Preliminary data show that domestic liquidity (M3) grew by 9.2 percent year-on-year in November 2015 to reach P8.0 trillion. This growth is unchanged from the 9.2-percent (revised) expansion recorded in October. On a month-on-month seasonally-adjusted basis, M3 decreased by 0.3 percent.
Money supply continued to expand due largely to sustained demand for credit. Domestic claims grew by 11.6 percent in November from 11.3 percent (revised) in October. Credits to the private sector increased at a broadly steady pace relative to the previous month. The bulk of bank loans during the month was channeled to key production sectors such as real estate activities; electricity, gas, steam and airconditioning supply; wholesale and retail trade, and repair of motor vehicles and motorcycles; financial and insurance activities; and construction. Meanwhile, net public sector credit rose by 10.5 percent in November, slower than the 11.6-percent growth (revised) a month earlier.
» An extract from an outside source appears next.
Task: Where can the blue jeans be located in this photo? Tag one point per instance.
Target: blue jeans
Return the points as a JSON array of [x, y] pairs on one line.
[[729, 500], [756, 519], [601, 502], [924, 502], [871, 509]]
Net foreign assets (NFA) in peso terms grew by 9.0 percent in November from 8.2 percent in the previous month. The BSP’s NFA position continued to expand during the month on the back of robust foreign exchange inflows coming mainly from overseas Filipinos’ remittances and business process outsourcing receipts. The NFA of banks likewise increased as banks’ foreign assets expanded at a faster pace relative to that of their foreign liabilities. Banks’ foreign assets increased due largely to the growth in their investments in marketable debt securities, while banks’ foreign liabilities grew mainly on account of higher deposits and placements made by foreign banks with other banks.
The sustained expansion of M3 during the month indicates that money supply remains sufficient to support economic growth. Going forward, the BSP will continue to monitor domestic liquidity dynamics to ensure that monetary conditions remain in line with price and financial stability.